Unlike Cohen's $d$ and other effect size measures, The correlation coefficient is bounded by -1 and positive 1, with positive 1 being a perfectly positive correlation, -1 being a perfectly negative correlation, and zero indicating no correlation between the two variables.
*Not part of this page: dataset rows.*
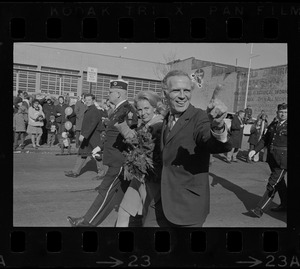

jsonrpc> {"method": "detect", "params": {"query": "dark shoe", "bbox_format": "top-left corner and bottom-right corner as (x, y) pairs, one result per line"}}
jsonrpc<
(92, 175), (100, 180)
(94, 185), (100, 192)
(128, 215), (143, 227)
(67, 216), (84, 227)
(271, 205), (286, 212)
(250, 207), (263, 218)
(65, 171), (79, 177)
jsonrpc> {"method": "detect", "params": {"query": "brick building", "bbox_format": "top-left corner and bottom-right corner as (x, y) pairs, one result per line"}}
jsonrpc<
(13, 43), (287, 120)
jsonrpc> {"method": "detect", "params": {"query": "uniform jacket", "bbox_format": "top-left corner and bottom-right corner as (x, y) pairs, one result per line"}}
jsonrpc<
(103, 101), (137, 167)
(55, 104), (68, 124)
(254, 120), (287, 169)
(43, 103), (56, 122)
(248, 121), (267, 146)
(13, 112), (28, 132)
(230, 115), (244, 148)
(78, 105), (104, 155)
(67, 105), (76, 125)
(46, 121), (59, 134)
(74, 101), (87, 131)
(28, 105), (45, 127)
(161, 105), (231, 225)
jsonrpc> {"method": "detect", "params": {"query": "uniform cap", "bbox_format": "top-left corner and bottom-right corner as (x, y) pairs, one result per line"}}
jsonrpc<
(110, 80), (128, 91)
(277, 103), (287, 111)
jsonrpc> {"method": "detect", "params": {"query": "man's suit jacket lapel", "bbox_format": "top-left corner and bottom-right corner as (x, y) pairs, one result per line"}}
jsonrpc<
(108, 101), (127, 120)
(276, 121), (287, 131)
(162, 105), (197, 147)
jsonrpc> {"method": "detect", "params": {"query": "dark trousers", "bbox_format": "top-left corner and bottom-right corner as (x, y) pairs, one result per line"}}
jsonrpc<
(84, 166), (130, 226)
(47, 132), (56, 146)
(75, 130), (81, 148)
(14, 132), (25, 148)
(257, 167), (287, 211)
(143, 199), (204, 228)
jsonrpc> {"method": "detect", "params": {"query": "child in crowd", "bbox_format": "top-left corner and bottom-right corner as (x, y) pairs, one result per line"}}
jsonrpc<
(247, 119), (262, 162)
(46, 115), (58, 147)
(60, 126), (71, 154)
(13, 105), (28, 150)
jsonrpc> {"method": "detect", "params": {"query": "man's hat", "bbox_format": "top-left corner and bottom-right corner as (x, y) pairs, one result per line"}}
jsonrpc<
(277, 103), (287, 111)
(110, 80), (128, 91)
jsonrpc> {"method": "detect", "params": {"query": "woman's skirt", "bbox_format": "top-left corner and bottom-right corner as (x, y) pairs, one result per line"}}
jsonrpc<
(27, 124), (43, 134)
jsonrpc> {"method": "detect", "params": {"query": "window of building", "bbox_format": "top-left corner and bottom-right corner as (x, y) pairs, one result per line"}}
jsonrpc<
(40, 66), (79, 96)
(13, 64), (37, 93)
(122, 77), (162, 102)
(82, 72), (118, 102)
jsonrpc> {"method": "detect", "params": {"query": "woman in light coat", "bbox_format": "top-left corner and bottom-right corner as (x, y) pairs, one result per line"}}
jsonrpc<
(27, 99), (45, 149)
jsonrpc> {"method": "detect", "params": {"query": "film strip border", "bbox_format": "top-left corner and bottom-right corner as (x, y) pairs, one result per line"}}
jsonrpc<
(1, 3), (300, 42)
(0, 3), (300, 267)
(0, 228), (300, 267)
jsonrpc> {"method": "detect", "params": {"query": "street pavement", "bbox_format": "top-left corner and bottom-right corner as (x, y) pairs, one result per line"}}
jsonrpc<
(13, 137), (287, 227)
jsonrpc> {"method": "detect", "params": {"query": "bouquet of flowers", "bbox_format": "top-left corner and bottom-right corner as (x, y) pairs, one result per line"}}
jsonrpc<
(123, 128), (155, 181)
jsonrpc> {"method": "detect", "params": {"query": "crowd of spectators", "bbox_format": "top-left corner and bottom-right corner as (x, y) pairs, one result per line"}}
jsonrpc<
(13, 90), (113, 153)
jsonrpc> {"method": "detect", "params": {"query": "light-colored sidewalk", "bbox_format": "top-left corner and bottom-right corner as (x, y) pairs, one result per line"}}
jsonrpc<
(13, 142), (286, 227)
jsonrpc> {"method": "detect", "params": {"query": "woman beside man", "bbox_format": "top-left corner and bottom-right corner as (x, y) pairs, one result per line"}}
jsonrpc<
(116, 91), (163, 227)
(68, 91), (164, 227)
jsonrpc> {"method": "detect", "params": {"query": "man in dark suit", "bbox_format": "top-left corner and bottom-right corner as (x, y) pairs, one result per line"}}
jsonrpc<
(65, 94), (104, 177)
(249, 103), (287, 218)
(226, 110), (245, 163)
(144, 70), (231, 227)
(68, 80), (137, 226)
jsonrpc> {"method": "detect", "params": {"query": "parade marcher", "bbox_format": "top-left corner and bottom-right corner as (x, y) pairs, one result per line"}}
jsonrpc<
(22, 92), (30, 111)
(74, 93), (87, 148)
(116, 91), (164, 227)
(144, 70), (231, 227)
(46, 115), (59, 147)
(27, 99), (45, 149)
(257, 110), (268, 162)
(66, 100), (76, 141)
(226, 110), (245, 163)
(67, 80), (137, 226)
(13, 105), (28, 150)
(65, 93), (104, 178)
(55, 96), (68, 147)
(247, 119), (264, 163)
(249, 103), (287, 217)
(243, 105), (252, 124)
(42, 96), (56, 146)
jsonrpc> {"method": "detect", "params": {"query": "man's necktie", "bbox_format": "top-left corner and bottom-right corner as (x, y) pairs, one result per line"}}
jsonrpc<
(168, 113), (175, 132)
(164, 113), (175, 143)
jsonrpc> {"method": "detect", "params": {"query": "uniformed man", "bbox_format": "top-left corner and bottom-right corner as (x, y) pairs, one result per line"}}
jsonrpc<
(67, 80), (137, 226)
(249, 103), (287, 218)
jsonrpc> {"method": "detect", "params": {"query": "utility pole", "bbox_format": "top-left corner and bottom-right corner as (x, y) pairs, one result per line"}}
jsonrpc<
(244, 43), (259, 109)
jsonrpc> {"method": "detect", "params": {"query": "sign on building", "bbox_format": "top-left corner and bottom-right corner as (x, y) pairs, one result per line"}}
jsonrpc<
(87, 67), (98, 82)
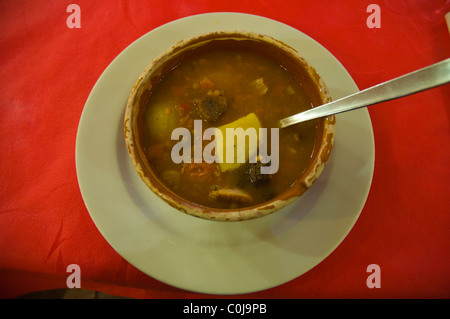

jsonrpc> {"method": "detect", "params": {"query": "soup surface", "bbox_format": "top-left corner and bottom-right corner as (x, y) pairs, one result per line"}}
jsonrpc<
(141, 48), (318, 209)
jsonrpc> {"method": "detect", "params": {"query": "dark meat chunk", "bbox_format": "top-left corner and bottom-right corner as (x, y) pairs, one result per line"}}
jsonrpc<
(244, 161), (270, 185)
(194, 90), (228, 123)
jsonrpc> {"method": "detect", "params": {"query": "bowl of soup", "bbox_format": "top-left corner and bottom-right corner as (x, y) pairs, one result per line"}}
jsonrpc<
(124, 31), (335, 221)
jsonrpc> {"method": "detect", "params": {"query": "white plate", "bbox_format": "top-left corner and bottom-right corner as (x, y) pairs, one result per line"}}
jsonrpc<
(76, 13), (374, 295)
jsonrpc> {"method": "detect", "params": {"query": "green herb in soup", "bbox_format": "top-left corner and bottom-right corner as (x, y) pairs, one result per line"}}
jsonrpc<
(141, 49), (317, 209)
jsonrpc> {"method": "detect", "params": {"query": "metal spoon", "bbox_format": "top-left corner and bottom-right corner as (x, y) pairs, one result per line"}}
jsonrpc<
(279, 58), (450, 128)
The bounding has the consequence of making the confidence interval asymmetric around $r$ (e.g., if the correlation is positive, the lower bound is farther away from $r$ than the upper bound is). It is important to note that with a correlation of zero, the confidence interval is symmetric and approximately normal. Instead, to obtain the confidence intervals of $r$, we first need to apply a Fisher's Z transformation. A Fisher's Z transformation is a hyperbolic arctangent transformation of a Pearson correlation coefficient and can be computed as,

$$
Z_r = \text{arctanh}(r)
$$

The Fisher Z transformation ensures $Z_r$ has a symmetric and approximately normal sampling distribution. This then allows us to calculate the confidence interval from the standard error of $Z_r$ ($SE_{Z_r} = \frac{1}{\sqrt{n-3}}$). We can also back-transform the confidence into a Pearson correlation scale,

$$
CI_{r} = \text{tanh}(Z_r \pm 1.96\times SE_{Z_r})
$$

We can then back-transform the upper bound and lower bound into the upper and lower bound of $r$ by taking the hyperbolic tangent (the inverse of the arctangent).

In R, the full process of obtaining confidence intervals can be done quite easily. Note if you have raw data for $X$ and $Y$, then you can compute the correlation with base R, `cor(X,Y)`.

```{r, echo = TRUE}
# example: r = .50, n = 50
r <- .50
n <- 50

# compute Zr
Zr <- atanh(r)

# calculate standard error of Zr
SE_Zr <- 1/sqrt(n-3)

# compute confidence interval of Zr
Zlow <- Zr - 1.96 * SE_Zr
Zhigh <- Zr + 1.96 * SE_Zr

# backtransform CI of Z to CI of Pearson correlation
rlow <- tanh(Zlow) 
rhigh <- tanh(Zhigh)

# print pearson correlation and confidence intervals
data.frame(r = MOTE::apa(r), 
           rlow = MOTE::apa(rlow), 
           rhigh = MOTE::apa(rhigh))

```

The output shows that the correlation and its confidence intervals are $r$ = 0.50, 95% CI \[0.26, 0.68\].